26th Lieutenant Governor of Nova Scotia
- In office December 23, 1978 – February 1, 1984
- Monarch: Elizabeth II
- Governors General: Jules Léger Edward Schreyer
- Premier: John Buchanan
- Preceded by: Clarence Gosse
- Succeeded by: Alan Abraham

Personal details
- Born: March 3, 1911 Lawrencetown, Nova Scotia
- Died: June 11, 2001 (aged 90) Halifax, Nova Scotia
- Spouse: Nell Margaret Potter
- Profession: Businessman

= John Elvin Shaffner =

Canadian politician (1911–2001)

John Elvin Shaffner (March 3, 1911 - June 11, 2001) was a businessman and political figure in Nova Scotia. He served as the 26th Lieutenant Governor of Nova Scotia from 1978 to 1984. His surname also appears as Schaffner in some sources.
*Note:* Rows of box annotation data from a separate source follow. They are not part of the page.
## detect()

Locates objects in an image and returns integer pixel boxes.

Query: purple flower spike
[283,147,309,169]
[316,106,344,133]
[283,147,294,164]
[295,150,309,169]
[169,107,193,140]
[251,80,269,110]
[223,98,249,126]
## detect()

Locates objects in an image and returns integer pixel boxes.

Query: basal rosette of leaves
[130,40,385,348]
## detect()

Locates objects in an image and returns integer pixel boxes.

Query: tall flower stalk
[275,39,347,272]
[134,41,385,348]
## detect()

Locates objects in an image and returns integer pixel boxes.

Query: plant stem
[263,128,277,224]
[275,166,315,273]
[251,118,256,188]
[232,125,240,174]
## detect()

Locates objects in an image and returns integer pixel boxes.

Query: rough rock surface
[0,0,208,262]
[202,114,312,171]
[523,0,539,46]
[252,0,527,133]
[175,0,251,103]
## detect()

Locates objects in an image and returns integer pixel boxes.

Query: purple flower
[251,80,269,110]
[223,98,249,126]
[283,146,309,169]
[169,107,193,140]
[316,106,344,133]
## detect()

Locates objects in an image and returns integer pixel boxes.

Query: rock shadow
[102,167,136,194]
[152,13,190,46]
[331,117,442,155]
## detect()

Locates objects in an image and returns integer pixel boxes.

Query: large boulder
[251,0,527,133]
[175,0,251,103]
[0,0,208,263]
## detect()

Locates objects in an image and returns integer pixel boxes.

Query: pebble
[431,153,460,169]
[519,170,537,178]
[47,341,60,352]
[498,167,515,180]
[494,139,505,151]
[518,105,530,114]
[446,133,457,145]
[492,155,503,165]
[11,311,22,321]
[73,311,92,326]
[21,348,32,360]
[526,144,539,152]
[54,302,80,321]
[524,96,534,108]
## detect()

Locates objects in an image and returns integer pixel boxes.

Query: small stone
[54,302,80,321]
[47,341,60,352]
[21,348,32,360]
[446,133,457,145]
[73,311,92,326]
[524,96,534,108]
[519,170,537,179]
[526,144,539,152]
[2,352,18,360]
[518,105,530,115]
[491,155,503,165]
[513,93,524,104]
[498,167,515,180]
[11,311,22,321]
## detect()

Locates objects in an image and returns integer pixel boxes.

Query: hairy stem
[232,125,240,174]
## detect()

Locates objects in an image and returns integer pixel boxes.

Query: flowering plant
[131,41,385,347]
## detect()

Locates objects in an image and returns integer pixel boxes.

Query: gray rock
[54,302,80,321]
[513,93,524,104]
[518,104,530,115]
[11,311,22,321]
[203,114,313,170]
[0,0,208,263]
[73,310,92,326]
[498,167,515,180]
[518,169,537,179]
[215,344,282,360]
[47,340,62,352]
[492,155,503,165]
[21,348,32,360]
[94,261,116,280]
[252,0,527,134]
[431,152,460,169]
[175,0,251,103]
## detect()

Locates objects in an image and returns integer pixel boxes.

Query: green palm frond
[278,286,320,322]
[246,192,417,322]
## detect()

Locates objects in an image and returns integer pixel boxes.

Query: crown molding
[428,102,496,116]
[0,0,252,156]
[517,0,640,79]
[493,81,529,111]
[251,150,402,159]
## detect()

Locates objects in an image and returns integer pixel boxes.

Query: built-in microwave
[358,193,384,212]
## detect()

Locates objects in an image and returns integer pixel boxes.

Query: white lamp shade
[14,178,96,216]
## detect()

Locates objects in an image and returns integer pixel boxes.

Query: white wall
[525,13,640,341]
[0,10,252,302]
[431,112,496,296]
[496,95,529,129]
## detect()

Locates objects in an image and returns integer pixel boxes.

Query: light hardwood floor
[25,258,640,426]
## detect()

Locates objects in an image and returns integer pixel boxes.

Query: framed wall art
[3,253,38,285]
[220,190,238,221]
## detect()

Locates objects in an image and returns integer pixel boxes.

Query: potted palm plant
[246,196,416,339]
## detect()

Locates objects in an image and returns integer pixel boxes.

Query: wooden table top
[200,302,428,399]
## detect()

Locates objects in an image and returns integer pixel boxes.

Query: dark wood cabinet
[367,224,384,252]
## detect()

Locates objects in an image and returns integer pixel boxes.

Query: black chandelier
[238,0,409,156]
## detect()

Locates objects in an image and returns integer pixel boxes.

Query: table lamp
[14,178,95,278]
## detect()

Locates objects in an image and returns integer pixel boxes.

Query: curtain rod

He was born in Lawrencetown, Nova Scotia and was educated there, at Acadia University and at the Bentley School of Accounting and Finance in Boston. In 1936, he married Nell Margaret Potter (she died 30 September 2010). Shaffner worked as a chartered accountant for several years. Later, he was president of 7 Up Maritimes Ltd. and M.W. Graves & Company. He also served on the board of governors for Acadia University. He served as agent-general for Nova Scotia in the United Kingdom and Europe from 1973 to 1976. Shaffner died at the age of 90 in 2001.